I've had a few weeks to rest. My brain is buzzing with possibility. I have ideas for new offers, new workshops, new talks, a whole content series, maybe a book or two. Definitely some kind of community thing, like the potential and desire for world domination is off the charts. I see every opportunity. I wanna pursue everything with equal vigor, and then by March I am resentful or burned out.
Or so off track and so scattered in my focus, sometimes even frustrated, sometimes even so frustrated that I'm ready to kill something that was actually promising because I have layered so many things into my own expectations and dreams for the future, and then I can't see the real value anymore. I don't know if that sounds familiar to you, but if it does, welcome to the club.
Most founders do some version of this. We plan revenue without planning energy. We plan growth without planning support. We plan output without planning who we wanna be when we're doing it. And the champagne moment totally flips that. It starts with who you become, not just what you've built.
I ran a group of talent managers through this exercise a while back, and these are people who work alone a lot, or at least it feels that way, long days, high stakes, constant fires to put out. But when they wrote their toasts, almost every single one of them talked about collaboration.
One of the managers pulled me aside afterward and said, I'll never forget this. She said, I just wrote that I thanked my competitor by name and I meant it. She realized how much of her best wins that year came from cross collaboration, not just inside her own company, but with producers, directors, other managers, the talent themselves.
What felt like a lonely grind before she started the exercise was actually a deeply interconnected story that she told. For her, that shifted everything. It changed who she reached out to and how she did it, and who she was being When she did it, it changed what partnerships she prioritized and how she thought about business development moving forward, because she finally saw the real structure of her success, not the imaginary version where she did it all alone.
So why now? Why am I asking you to create your champagne moment now? Because truthfully, you could create it at any point during the year. But to me, this exercise feels especially urgent. As we start 2026, we're walking into the year with so much noise, political chaos, AI changing everything overnight, economic uncertainty, and everyone from your mom to your best friend, to your clients, to your business partners, to social media, to TikTok.
Everyone's got an opinion about what you should be doing. And it is so easy to get distracted and swept up by what everybody else is chasing or to reactively plan around fear. But when you take 10 quiet minutes and write the toast you wanna give, when this year is over, when you let yourself picture a joyful, satisfying celebration, everything shifts.

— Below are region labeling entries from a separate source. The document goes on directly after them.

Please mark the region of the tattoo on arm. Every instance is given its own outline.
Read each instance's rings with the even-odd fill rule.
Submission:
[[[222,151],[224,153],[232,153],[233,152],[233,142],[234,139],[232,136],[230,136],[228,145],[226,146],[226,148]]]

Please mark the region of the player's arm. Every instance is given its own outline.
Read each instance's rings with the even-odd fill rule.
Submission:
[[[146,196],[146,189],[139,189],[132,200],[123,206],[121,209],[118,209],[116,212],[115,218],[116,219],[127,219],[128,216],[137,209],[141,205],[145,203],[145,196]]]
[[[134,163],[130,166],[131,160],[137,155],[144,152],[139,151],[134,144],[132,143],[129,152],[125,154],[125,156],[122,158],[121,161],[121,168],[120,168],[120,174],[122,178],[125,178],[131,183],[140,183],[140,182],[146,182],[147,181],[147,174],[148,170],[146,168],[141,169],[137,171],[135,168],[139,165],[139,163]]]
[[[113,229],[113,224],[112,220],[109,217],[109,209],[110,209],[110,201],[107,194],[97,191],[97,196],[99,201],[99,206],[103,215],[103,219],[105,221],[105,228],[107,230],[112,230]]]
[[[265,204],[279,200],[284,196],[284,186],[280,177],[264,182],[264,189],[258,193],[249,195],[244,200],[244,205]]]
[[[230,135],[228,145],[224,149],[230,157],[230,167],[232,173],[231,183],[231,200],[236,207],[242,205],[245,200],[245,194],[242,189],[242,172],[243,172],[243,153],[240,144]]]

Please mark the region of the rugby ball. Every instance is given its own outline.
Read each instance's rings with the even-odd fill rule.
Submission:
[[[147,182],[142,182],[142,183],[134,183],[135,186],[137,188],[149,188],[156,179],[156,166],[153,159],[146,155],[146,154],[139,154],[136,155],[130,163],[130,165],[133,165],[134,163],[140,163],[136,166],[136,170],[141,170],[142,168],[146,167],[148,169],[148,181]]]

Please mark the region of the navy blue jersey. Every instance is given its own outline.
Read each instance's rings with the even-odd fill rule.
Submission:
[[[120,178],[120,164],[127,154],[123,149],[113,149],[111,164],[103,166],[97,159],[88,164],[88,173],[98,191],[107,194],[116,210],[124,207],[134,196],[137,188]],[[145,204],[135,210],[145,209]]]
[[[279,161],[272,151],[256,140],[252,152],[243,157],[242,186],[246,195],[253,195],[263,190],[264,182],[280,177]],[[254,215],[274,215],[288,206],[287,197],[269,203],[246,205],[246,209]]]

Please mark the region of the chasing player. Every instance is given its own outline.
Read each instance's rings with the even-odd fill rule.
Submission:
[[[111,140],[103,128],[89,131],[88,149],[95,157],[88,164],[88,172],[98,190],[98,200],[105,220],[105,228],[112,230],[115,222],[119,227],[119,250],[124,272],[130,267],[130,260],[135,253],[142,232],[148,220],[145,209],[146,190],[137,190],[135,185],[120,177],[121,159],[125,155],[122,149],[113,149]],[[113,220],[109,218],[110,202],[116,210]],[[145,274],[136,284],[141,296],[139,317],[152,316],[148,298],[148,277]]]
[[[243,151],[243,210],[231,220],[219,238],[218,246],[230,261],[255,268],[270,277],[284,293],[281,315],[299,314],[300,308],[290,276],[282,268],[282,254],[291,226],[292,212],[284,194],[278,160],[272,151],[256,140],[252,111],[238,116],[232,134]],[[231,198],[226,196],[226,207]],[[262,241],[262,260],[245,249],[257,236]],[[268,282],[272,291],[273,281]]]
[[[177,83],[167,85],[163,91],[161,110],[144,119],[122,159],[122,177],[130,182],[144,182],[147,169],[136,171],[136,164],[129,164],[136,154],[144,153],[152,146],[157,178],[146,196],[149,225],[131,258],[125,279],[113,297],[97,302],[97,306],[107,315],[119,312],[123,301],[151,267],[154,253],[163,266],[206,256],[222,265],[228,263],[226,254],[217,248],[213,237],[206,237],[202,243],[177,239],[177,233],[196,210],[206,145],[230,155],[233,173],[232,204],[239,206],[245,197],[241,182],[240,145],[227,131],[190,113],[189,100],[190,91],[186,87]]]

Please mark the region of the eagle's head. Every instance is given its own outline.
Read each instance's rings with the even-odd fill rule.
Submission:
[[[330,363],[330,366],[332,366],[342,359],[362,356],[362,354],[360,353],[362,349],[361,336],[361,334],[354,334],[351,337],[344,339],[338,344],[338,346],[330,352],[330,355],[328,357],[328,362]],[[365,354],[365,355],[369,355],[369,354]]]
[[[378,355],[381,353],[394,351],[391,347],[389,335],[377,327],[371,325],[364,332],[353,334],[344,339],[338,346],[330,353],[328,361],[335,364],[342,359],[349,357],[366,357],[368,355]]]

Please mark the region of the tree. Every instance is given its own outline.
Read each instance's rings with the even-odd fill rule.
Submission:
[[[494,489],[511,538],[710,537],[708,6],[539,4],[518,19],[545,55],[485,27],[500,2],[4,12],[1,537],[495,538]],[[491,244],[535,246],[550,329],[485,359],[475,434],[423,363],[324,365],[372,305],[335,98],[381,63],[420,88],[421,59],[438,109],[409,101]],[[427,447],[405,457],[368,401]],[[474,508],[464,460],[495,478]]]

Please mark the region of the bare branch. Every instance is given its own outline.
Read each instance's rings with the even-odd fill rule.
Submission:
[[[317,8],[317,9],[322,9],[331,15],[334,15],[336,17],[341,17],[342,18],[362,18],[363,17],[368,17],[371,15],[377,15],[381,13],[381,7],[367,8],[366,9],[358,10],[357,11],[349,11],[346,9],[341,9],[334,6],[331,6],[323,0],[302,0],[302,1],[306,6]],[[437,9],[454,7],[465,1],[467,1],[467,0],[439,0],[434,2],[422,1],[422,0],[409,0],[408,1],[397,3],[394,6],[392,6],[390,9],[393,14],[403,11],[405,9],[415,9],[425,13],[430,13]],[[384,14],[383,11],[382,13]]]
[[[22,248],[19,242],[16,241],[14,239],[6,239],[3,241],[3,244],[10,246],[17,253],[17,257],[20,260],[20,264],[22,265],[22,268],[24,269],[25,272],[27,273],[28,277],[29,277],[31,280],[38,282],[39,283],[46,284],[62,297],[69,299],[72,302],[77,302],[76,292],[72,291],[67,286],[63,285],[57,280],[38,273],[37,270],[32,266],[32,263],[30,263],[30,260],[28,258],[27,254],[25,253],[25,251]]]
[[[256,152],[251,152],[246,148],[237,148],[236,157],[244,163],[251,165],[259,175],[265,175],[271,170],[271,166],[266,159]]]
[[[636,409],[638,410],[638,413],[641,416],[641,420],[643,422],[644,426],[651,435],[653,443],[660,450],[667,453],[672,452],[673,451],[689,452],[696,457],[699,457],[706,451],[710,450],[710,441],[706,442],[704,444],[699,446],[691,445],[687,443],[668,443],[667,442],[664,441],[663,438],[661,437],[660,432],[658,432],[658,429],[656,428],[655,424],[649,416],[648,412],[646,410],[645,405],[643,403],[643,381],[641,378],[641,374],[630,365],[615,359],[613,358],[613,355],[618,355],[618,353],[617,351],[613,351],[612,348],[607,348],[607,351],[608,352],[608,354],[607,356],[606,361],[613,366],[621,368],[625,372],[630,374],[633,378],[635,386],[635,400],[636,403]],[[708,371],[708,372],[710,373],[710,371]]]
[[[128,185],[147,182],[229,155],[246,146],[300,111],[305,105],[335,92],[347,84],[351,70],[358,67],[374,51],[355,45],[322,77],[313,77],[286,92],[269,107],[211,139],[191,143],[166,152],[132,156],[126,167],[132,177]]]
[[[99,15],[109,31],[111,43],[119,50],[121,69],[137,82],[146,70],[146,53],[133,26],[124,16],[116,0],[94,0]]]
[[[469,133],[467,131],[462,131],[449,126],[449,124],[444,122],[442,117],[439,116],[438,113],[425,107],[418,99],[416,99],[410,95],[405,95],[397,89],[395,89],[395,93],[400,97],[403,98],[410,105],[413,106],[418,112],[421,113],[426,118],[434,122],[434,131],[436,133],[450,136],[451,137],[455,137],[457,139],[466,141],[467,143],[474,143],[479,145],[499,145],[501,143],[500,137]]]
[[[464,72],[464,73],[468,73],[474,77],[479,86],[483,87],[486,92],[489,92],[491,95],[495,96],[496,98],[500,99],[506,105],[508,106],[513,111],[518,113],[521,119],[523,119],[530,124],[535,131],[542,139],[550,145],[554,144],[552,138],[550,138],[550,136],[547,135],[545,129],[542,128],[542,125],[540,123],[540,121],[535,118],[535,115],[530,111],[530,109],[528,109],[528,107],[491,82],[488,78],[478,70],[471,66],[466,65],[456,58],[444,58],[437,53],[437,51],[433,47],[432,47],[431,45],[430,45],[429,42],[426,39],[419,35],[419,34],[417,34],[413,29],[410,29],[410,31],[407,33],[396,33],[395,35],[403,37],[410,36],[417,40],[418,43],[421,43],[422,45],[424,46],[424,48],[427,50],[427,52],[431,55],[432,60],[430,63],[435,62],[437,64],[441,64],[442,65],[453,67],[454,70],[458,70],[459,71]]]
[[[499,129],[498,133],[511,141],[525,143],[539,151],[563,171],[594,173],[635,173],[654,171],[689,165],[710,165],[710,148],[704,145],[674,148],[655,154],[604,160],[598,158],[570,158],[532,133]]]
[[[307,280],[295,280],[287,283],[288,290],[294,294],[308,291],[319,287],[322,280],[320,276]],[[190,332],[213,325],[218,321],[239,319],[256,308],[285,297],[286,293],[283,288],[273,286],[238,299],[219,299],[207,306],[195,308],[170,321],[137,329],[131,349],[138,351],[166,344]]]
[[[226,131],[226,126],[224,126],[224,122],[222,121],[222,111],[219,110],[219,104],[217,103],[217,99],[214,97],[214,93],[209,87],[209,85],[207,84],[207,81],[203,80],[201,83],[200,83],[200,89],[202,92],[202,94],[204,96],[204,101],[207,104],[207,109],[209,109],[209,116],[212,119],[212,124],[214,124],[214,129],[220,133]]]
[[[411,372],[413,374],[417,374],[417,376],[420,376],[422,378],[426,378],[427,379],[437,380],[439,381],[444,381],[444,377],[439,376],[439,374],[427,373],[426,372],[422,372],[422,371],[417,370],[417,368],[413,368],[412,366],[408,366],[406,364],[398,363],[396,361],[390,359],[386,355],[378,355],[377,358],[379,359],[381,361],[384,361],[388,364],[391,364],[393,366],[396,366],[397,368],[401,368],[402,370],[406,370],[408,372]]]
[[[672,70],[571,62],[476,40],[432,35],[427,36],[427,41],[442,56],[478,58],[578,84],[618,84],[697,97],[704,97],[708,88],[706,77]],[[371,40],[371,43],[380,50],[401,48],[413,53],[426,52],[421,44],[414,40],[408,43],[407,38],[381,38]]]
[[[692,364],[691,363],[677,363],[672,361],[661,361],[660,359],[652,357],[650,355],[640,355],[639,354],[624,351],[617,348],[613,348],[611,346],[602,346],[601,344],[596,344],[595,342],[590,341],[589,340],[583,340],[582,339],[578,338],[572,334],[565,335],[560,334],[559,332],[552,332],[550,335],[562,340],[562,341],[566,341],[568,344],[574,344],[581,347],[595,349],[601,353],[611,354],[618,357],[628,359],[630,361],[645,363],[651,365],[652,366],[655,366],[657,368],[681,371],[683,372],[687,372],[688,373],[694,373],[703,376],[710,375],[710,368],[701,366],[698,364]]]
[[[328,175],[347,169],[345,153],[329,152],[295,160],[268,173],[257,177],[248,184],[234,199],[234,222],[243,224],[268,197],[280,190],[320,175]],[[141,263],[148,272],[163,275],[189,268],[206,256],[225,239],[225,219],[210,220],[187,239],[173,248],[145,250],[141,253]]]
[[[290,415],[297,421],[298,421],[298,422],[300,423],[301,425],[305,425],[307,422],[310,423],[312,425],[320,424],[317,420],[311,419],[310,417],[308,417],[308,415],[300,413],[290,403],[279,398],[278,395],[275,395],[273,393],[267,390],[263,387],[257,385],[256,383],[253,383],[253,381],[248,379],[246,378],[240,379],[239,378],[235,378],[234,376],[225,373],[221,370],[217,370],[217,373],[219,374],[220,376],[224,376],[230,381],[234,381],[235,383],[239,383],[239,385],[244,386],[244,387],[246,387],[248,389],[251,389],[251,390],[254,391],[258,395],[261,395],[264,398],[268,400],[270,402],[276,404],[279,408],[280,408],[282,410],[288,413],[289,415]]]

What you choose to do and not do, who you spend time with, where you put your creative, vibrant energy, how you show up, you create a positive force to live into, not a defensive one. So lovie, here's what I want you to do this week. 10 minutes. That's it. Write the toast you'd give on December 31st when the year you actually wanted to create is over, don't edit it. Don't make it pretty. Don't share it with anyone unless you want to just write what you'd say when you're a little buzzed and telling the truth, because that story, that's your roadmap. Everything else is just tactics.
You don't need a louder plan, a complicated plan.You just need a truer one, driven by joy, and that starts with the toast. You haven't written yet.